You refer to social disasters caused by fighting global warming? Well I'd love some examples of those! I don't have to give you social disasters of problems caused by over exploiting nature as the movies is packed with examples. If you want others, look up the Aral sea disaster, Haiti, all the major rivers running dry,...
And I don't understand why you focus only on global warming since this is only one problem the movie pinpoints. What about deforestation, water pollution, air pollution, excessive water exploitation,... Should we just continue doing that too?
Lastly you say: "Green politics fails not because it relies on facts that are incorrect, but because it relies on facts that are inherently unknowable". So what do you know about the situation if we would just continue business as usual? Do you know better than all scientists brought together?
Man. The Earth is dying or rather the systems that sustain life and all you care about is pretty pictures!
What do you mean turn the sound off! Are you crazy! They have a totally valid message to deliver. Uncontrolled growth is what got us in this mess in the first place. Yes I do believe in their argument. We need sustainable systems. So according to you we should ignore what is happening because you did not provide any alternative solutions, and just grow ourselves into oblivion. That is what the Chinese are doing. God help us if China becomes the new America.

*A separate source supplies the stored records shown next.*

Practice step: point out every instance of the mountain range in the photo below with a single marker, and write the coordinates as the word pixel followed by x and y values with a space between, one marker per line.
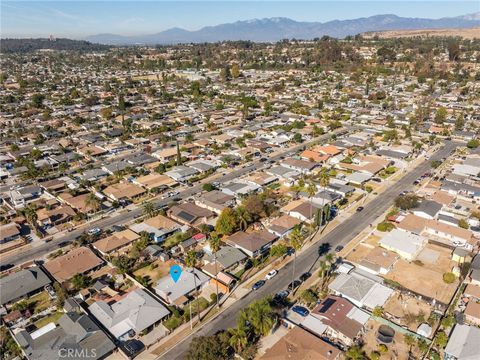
pixel 275 29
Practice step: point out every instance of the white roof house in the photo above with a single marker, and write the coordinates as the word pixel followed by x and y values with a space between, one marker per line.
pixel 406 244
pixel 360 290
pixel 171 291
pixel 137 311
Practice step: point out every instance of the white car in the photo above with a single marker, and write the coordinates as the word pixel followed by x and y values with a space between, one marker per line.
pixel 271 274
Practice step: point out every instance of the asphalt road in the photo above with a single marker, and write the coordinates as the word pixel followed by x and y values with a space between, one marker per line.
pixel 309 260
pixel 123 217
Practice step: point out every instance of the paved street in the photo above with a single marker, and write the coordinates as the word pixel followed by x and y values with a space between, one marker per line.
pixel 308 260
pixel 31 253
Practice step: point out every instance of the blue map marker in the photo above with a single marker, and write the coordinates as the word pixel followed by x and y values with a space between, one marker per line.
pixel 175 272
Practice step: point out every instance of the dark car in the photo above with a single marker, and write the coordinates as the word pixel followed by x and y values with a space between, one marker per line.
pixel 258 285
pixel 133 347
pixel 6 267
pixel 304 276
pixel 300 310
pixel 293 285
pixel 290 251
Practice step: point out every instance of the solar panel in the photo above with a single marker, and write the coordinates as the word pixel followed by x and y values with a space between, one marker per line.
pixel 326 305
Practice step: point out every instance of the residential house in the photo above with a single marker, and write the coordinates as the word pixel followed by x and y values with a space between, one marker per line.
pixel 360 290
pixel 252 244
pixel 178 293
pixel 304 345
pixel 9 232
pixel 21 284
pixel 190 214
pixel 158 227
pixel 124 191
pixel 116 241
pixel 406 244
pixel 77 261
pixel 215 201
pixel 283 226
pixel 129 316
pixel 74 333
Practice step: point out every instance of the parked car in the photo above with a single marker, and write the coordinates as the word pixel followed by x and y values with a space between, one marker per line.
pixel 300 310
pixel 294 284
pixel 304 276
pixel 94 231
pixel 271 274
pixel 258 285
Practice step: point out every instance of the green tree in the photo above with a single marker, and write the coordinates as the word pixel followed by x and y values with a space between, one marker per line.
pixel 148 209
pixel 295 240
pixel 226 222
pixel 243 217
pixel 191 261
pixel 238 338
pixel 214 242
pixel 80 281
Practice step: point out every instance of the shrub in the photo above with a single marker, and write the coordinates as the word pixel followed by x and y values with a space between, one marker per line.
pixel 449 278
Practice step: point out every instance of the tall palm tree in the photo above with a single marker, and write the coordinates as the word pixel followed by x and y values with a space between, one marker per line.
pixel 311 191
pixel 295 240
pixel 31 215
pixel 148 209
pixel 243 216
pixel 92 202
pixel 191 261
pixel 324 180
pixel 214 242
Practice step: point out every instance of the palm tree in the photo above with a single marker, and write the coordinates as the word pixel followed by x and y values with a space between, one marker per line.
pixel 238 338
pixel 214 242
pixel 261 317
pixel 296 240
pixel 243 216
pixel 149 210
pixel 311 191
pixel 92 202
pixel 31 215
pixel 324 180
pixel 191 261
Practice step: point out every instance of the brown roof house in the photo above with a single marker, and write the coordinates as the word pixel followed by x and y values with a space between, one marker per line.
pixel 115 241
pixel 283 225
pixel 78 261
pixel 190 214
pixel 337 318
pixel 124 191
pixel 300 344
pixel 252 244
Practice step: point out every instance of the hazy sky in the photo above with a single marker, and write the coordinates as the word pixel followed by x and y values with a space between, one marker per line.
pixel 77 19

Excellent criticism!!! I watched the film with some friends, all of us industrial ecologists, and we all had the same reaction as you "watch Home, be inspired by it, but do yourself a favor and turn the sound off". You nail it in the best way in your article.

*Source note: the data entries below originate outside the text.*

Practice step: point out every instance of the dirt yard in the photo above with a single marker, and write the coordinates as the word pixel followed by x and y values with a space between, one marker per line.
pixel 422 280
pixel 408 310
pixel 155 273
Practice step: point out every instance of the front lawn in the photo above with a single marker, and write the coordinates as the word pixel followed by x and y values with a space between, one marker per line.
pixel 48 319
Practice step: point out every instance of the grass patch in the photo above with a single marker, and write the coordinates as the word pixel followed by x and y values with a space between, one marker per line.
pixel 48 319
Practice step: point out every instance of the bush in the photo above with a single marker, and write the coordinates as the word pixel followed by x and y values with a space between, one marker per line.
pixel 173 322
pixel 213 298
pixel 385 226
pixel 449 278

I propose this clip from George Carlin. I think it is the best way to put it, in the most non-scientific, simple, and straight-forward way.
http://www.youtube.com/watch?v=eScDfYzMEEw
Dear François,
You are very passionate about these issues, but you are not taking in the whole picture. What is the the global warming pact if not the creation of a global USSR? What is the cause of Haiti's deforestation, if not a political disaster starting with the American invasion and occupation in the early 20th century?
In fact, I do know better than all scientists brought together, in some things. That is the fundamental problem of tacit knowledge in complexity science - you can't know everything everywhere. Only by connecting people through systems of individual action do you bring their total knowledge into one system. Appealing to authority is what creates disasters.
the reviewers quibble about global population (is it 6.6bn or 6.7bn) does it matter when it's probably too many for sustainability by a factor of 10. And of course reviewer - we would need to cover the entire planet with solar panels and the seas with wind turbines. Im sure the reviewer would prefer little solar lights lighting up their garden than solar power panels doing something useful - ie. reducing oil, coal, nuclear demand. And let me get this straight... the reviewer argues that releasing methane (a greenhouse gas 24x worse than CO2) we should 'let happen' because we don't know if it's consequences would be good / or would be bad? So basically we can't trust scientists that say it's a tipping point and would send global temperatures up by degrees instead of fractions of a degree?